Deadline for submissions of proposals: April 15, 2019

The University of Cape Town Centre for Theatre, Dance and Performance Studies & the Institute for the Creative Arts hosts CONFLUENCES 10 Dance, (e)merge, Theatre in Cape Town, South Africa from August 29 to 31, 2019.

Submissions of proposals are invited.

Acclaimed NYU professor of Performance Studies, André Lepecki will present the keynote address.

The Centre for Theatre, Dance and Performance Studies at UCT has evolved out of a merger between the School of Dance and Department of Drama in 2018. Many universities and colleges also negotiate the disciplinary and interdisciplinary connections of the study of Dance, Theatre and Performance.

Dr Gerard M Samuel, Senior Lecturer and Head of Dance Section explains: “This 10th anniversary conference will allow for a deepening conversation and theorisation of such praxis and experiences in all our teaching, research and socially responsive contexts. The Centre is engaged in an ongoing process of reimagining what a study of performance in a contemporary, African university might involve. As we are challenged to strip away old and colonial habits in terms of body, question the issues of such erasure and replacement, what are some of the new directions in choreographic practices and contexts of dance teaching when one of the central concerns of Performance Studies discourse is culturally framed bodies?

“Our critical enquiry for this conference centres on the continuing call for decolonisation and decanonisation in varied educational contexts and what this all might mean for dance in and from the global South. We want to relook at earlier debates around dance as an embodied practice to understand shifts in complex interstices of gendered bodies, classical dance and its negotiations with e.g. pedestrian movement and innovations of the twenty-first century.”

Some of the key research areas Confluences 10 will begin to address.

-How has Dance and the study of physical performance been academised in your institution?
-What is the inter disciplinary relationship between Dance, Theatre and Performance Studies and how is it being negotiated?
-What does it mean to decolonise Dance/ physical performance in 2019? How do we translate the theory of decolonisation into a praxis in the classroom?
-How has the inclusion of other dancing bodies begun to shift an understanding of the politics of movement?
-How do the transdisciplinary approaches in performance make visible new pedagogies of hope in Freirian terms?
-Why is a relook at Dance and physical performance as an 'agent of change' still important to discuss?
-What role should a theatre and dance archive play in the development of post-colonial curriculum?  Whose dance knowledge is being produced (and consumed)?
-What is the impact of new technology and social media incorporating physical performance on traditional performances and teaching spaces?
-Why is a differentiation of the role of the artist in residence and professor of Performance Studies an imperative in a tertiary institution?
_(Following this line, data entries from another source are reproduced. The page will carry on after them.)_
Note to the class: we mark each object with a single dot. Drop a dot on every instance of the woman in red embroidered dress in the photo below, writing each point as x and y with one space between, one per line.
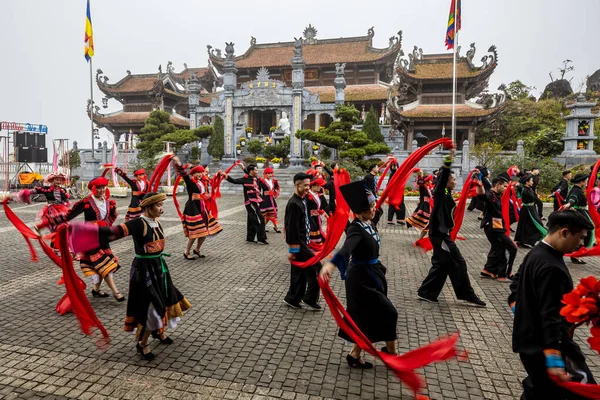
99 263
198 220
270 191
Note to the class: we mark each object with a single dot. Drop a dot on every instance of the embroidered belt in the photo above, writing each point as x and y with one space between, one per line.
365 262
163 264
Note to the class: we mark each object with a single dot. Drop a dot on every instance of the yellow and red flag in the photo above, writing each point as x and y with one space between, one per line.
454 20
89 35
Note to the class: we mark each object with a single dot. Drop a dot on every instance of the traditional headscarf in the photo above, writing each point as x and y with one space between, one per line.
152 198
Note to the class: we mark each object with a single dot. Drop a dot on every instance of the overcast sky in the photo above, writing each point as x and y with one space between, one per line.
46 78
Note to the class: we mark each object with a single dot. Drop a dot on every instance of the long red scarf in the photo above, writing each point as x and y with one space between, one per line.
336 224
403 366
74 286
595 216
395 190
459 214
386 167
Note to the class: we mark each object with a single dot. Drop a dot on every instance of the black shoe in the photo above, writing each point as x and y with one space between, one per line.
475 302
292 305
166 340
427 299
355 363
314 307
99 293
196 252
148 356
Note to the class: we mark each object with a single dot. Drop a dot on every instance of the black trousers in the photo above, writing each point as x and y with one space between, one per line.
400 213
497 262
539 386
539 206
255 225
446 262
304 285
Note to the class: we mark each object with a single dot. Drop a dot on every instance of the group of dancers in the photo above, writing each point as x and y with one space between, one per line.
540 335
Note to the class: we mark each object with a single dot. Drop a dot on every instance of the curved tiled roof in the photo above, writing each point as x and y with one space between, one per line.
445 111
130 118
331 51
352 92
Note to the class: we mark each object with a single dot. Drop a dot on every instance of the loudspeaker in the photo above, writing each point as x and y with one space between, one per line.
25 154
40 140
40 154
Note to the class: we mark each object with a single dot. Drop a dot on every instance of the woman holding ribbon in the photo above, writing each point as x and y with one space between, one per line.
366 284
154 302
198 220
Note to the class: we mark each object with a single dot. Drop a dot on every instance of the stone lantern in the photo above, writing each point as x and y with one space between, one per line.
579 133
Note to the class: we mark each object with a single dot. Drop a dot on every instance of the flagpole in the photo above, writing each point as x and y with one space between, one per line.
92 105
456 19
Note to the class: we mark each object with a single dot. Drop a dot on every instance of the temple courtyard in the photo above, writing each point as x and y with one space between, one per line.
239 341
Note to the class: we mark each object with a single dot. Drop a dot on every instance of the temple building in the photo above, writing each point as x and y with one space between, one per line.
423 101
195 95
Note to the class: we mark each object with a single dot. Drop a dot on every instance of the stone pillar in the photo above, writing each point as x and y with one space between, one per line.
471 134
410 134
297 89
340 83
193 87
466 157
520 148
229 84
414 146
105 152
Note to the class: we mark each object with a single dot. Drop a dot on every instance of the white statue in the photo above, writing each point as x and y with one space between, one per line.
284 124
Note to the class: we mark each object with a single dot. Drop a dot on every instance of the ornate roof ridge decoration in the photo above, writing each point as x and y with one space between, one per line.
408 65
395 43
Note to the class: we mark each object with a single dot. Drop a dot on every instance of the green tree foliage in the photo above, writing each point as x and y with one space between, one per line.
350 143
216 145
73 158
487 154
255 147
158 129
371 127
538 124
518 90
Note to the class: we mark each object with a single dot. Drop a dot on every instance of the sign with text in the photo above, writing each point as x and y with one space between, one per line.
23 127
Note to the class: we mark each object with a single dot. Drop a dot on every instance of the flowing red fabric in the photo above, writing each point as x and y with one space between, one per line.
403 366
394 190
159 171
587 390
336 224
459 214
595 216
81 306
387 165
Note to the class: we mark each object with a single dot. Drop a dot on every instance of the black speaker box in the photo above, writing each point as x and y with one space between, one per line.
25 154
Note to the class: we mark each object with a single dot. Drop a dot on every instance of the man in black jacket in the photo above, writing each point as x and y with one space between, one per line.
561 189
303 282
255 224
540 334
497 265
446 260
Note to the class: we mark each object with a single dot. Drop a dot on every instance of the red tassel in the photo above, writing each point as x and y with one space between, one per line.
395 190
81 306
402 366
336 224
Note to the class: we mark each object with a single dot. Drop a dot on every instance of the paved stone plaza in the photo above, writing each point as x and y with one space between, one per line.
239 341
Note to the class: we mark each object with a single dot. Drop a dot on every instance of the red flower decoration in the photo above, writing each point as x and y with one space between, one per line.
582 307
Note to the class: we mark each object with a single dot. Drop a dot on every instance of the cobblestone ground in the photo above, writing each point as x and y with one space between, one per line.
239 341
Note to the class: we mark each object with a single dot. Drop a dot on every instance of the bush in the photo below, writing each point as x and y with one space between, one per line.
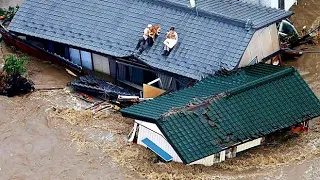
14 66
13 83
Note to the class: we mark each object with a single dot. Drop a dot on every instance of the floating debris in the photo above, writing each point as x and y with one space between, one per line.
98 87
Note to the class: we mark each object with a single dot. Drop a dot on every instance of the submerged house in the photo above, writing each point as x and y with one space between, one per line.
280 4
224 114
101 35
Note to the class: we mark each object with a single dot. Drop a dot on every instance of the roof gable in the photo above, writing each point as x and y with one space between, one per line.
247 104
260 16
208 41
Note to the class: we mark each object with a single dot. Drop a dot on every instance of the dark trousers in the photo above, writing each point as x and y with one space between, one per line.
143 41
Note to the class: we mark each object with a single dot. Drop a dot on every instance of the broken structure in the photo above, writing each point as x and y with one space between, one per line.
224 114
101 35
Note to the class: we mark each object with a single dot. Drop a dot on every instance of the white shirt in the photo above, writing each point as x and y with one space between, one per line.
146 33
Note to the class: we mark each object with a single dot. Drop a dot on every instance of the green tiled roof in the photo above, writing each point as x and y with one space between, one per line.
228 109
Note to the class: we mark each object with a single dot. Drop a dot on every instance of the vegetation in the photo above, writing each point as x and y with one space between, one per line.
15 66
9 13
11 81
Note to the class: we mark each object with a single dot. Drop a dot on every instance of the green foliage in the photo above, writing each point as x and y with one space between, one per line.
14 66
9 13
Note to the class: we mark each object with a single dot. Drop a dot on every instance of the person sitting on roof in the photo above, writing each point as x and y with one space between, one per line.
145 39
170 42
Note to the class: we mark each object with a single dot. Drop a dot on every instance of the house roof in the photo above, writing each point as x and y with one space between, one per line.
229 108
212 37
234 9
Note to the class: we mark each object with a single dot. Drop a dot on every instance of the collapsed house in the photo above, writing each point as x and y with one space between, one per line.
224 114
101 35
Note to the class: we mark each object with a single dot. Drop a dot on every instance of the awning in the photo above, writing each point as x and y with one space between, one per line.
160 152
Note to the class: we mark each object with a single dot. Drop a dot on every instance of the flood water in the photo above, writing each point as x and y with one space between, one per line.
35 146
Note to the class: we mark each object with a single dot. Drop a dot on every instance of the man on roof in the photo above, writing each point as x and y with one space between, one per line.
170 42
144 39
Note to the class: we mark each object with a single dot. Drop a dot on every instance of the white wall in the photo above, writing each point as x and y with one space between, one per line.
272 3
263 43
158 139
210 160
101 63
248 145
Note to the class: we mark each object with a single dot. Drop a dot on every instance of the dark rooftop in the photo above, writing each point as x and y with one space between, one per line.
210 38
229 108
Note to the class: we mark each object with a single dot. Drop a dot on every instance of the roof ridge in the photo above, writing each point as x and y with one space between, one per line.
196 104
217 16
260 81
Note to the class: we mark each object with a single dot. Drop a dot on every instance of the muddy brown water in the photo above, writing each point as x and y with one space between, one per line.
34 145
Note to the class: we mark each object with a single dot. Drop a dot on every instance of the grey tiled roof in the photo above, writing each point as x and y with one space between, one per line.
208 40
235 9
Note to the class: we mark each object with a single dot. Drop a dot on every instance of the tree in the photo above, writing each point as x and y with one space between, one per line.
14 66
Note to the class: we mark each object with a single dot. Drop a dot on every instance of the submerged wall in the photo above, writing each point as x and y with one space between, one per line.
263 43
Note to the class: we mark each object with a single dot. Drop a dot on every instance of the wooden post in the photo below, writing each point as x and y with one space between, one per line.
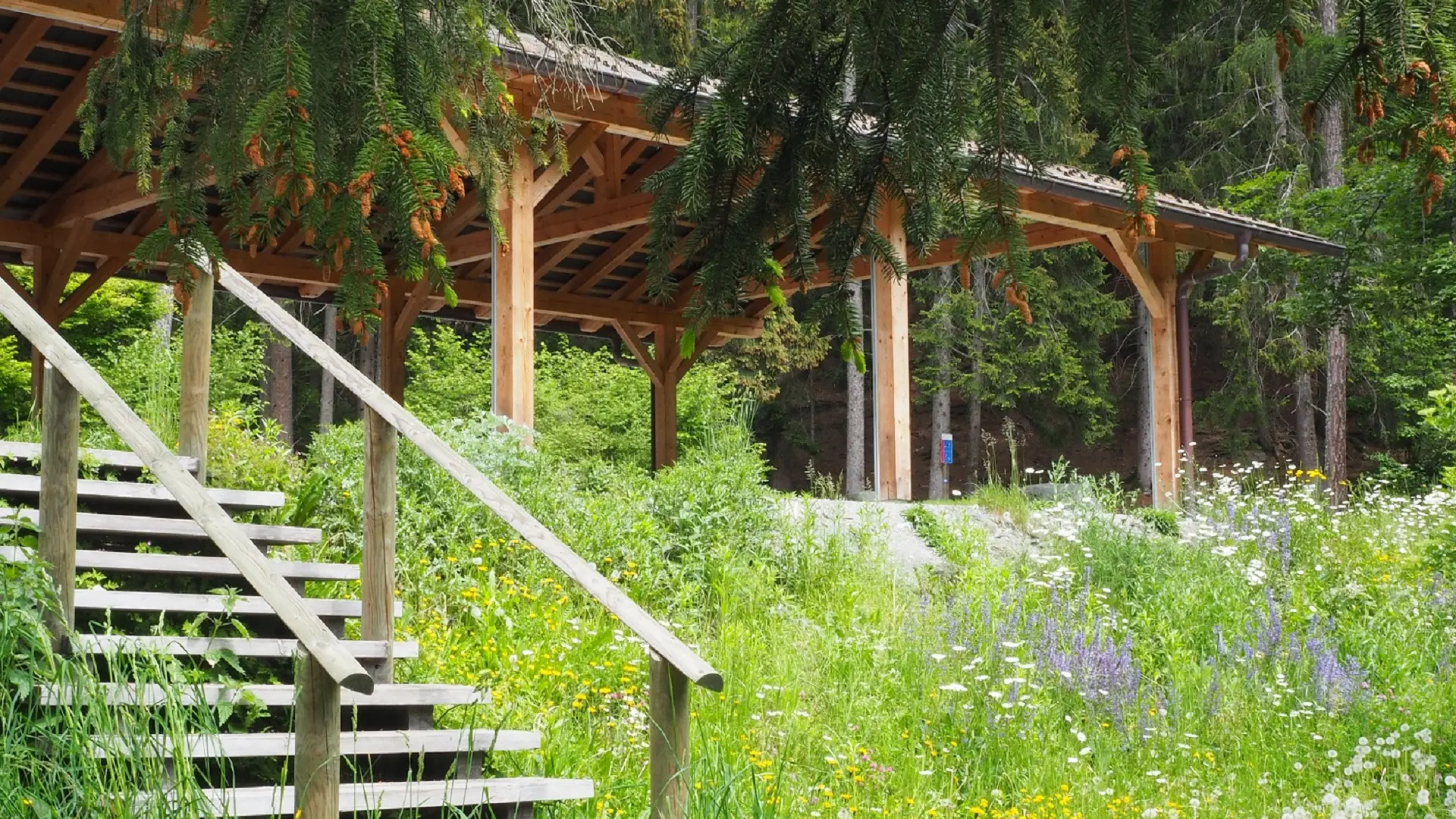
664 400
381 494
1163 267
667 706
197 362
378 563
316 717
892 325
513 302
60 455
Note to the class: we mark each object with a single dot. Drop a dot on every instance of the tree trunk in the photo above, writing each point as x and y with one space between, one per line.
693 14
854 414
981 292
280 385
1337 366
940 472
331 337
1307 441
1337 360
164 327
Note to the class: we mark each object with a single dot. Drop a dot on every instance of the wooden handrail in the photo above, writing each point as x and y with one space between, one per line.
313 637
658 639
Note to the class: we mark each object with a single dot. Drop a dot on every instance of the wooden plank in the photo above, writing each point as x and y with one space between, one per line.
669 727
579 142
240 646
275 695
118 458
585 575
613 257
49 130
142 493
207 604
149 563
513 321
373 798
168 528
102 202
188 493
61 431
197 363
18 44
1116 248
585 221
892 366
351 744
316 761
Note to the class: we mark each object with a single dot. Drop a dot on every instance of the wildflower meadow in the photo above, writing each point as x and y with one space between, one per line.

Samuels continues: “We invite the submission of proposals which could be in a range of formats (including papers, posters, workshops, masterclass, performances). Your proposal must include a brief rationale and abstract (max 250 words) of your intended contribution. Please provide us with your name, institutional affiliation, email address and contact details. Your proposal should outline whether you intend to make a joint presentation (max. 30 mins) or individual paper (max. 20 mins) or workshop or performative experience (max. 60 mins). We will endeavour, as far as possible, not to run papers concurrently in the conference programme.”

Send your proposal(s) in MS Word to http://www.ctdps.uct.ac.za/CTDPS/Confluences

All proposals will be reviewed by the Conference Committee and feedback provided to applicants by May 20 2019.